How to find a 2D basis within a 3D plane - direct matrix method? I have a plane equation in 3D, in the form $Ax+By+Cz+D=0$ (or equivalently, $\textbf{x}\cdot\textbf{n} = \textbf{a}\cdot\textbf{n}$), where $\textbf{n}=\left[A\:B\:C\right]^T$ is the plane normal, and $D=-\textbf{a}\cdot\textbf{n}$ with $\textbf{a}$ as a point in the plane, hence $D$ is negative perpendicular distance from the plane to the origin. I have some points in 3D space that I can project onto the plane, and I wish to express these points as 2D vectors within a local 2D coordinate system in the plane. The 2D coordinate system should have orthogonal axes, so I guess this is a case of finding a 2D orthonormal basis within the plane?
There are obviously an infinity of choices for the origin of the coordinate system (within the plane), and the in-plane $x$ axis $\textbf{i}$ may be chosen to be any vector perpendicular to the plane normal. The 3D unit vector of the in-plane $y$ axis $\textbf{j}$ could then be computed as the cross product of the $x$ axis 3D unit vector and the plane normal. One algorithm for choosing these could be:


*

*Set origin as projection of $\left[0\:0\:0\right]^T$ on plane

*Compute 2D $x$ axis unit vector $\textbf{i}$ direction as $\left[1\:0\:0\right]^T\times\textbf{n}$ (then normalize if nonzero)

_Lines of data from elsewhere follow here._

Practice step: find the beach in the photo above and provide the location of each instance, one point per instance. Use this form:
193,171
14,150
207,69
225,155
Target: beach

*If this is zero (i.e. $\textbf{n}$ is also $\left[1\:0\:0\right]^T$) then use $\textbf{i}$ direction as $\left[0\:1\:0\right]^T\times\textbf{n}$ instead (then normalize)

*Compute $\textbf{j}=\textbf{i}\times\textbf{n}$


However, this all seems a bit hacky (especially the testing for normal along the 3D $x$ axis, which would need to deal with the near-parallel case on a fixed-precision computer, which is where I'll be doing these sums).
I'm sure there should be a nice, numerically stable, matrix-based method to find a suitable $\textbf{i}$ and $\textbf{j}$ basis within the plane. My question is: what might this matrix method be (in terms of my plane equation), and could you explain why it works?
Thanks,
Eric
 A: Your original approach is fine, except for one small improvement: instead of choosing $\textbf{i}$ by default to obtain the first basis vector, you should choose the one of $\{\textbf{i}, \textbf{j}, \textbf{k}\}$ whose angle with $\textbf{n}$ is closest to 90°. This will be the one whose dot product with $\textbf{n}=(n_1, n_2, n_3)$ is smallest (by absolute value). Since $\textbf{i}\cdot \textbf{n} = n_1$ etc., simply choose the one that corresponds to the smallest $|n_i|$ (e.g. choose $\textbf{j}$ if $|n_2|$ is smallest). This guarantees a minimum angle (ca. 54°) between the two vectors and is therefore numerically robust.
A: As we discussed in the comments we can set $D=0$ for the time being, then the plane is not longer affine but a honest to god subspace of $\mathbb R^3$. There we can find two vectors which span this subspace. You want this basis to look nice (orthonormal) but the trick is that Gram-Schmidt allows us to deal with this later. 
First we just have to find any two vectors which span then plane $Ax+By+Cz=0$. In other words we just need two linearly independent solutions of this equation. Assume wlog $A\neq 0$ (rearrange if necessary), then two solutions would be for example $(B/A,-1, 0)$ and $(C/A,0,-1)$. These two vectors span the plane. Then you can just apply Gram-Schmidt to these vectors to get a orthonormal basis. 
It seems that you are looking for a way to implement this quickly. I am no expert on this but I know for sure that many languages have ready to use packages for Gram-Schmidt.
Edit: Maybe Gram-Schmidt is a really big word for such a low dimensional case. In fact what you do is the following. Call our vectors $b_1$ and $b_2$, then compute $b_1'=\frac {b_1}{|b_1|}$, i.e. make it into a length one vector. Then compute $b_2'=b_2-\left< b_1',b_2\right>b_1'$, this vector is now orthogonal to $b_1'$ and finally take $b_2''=\frac{b_2'}{|b_2'|}$. The vectors $b_1'$ and $b_2''$ are now an orthonormal basis.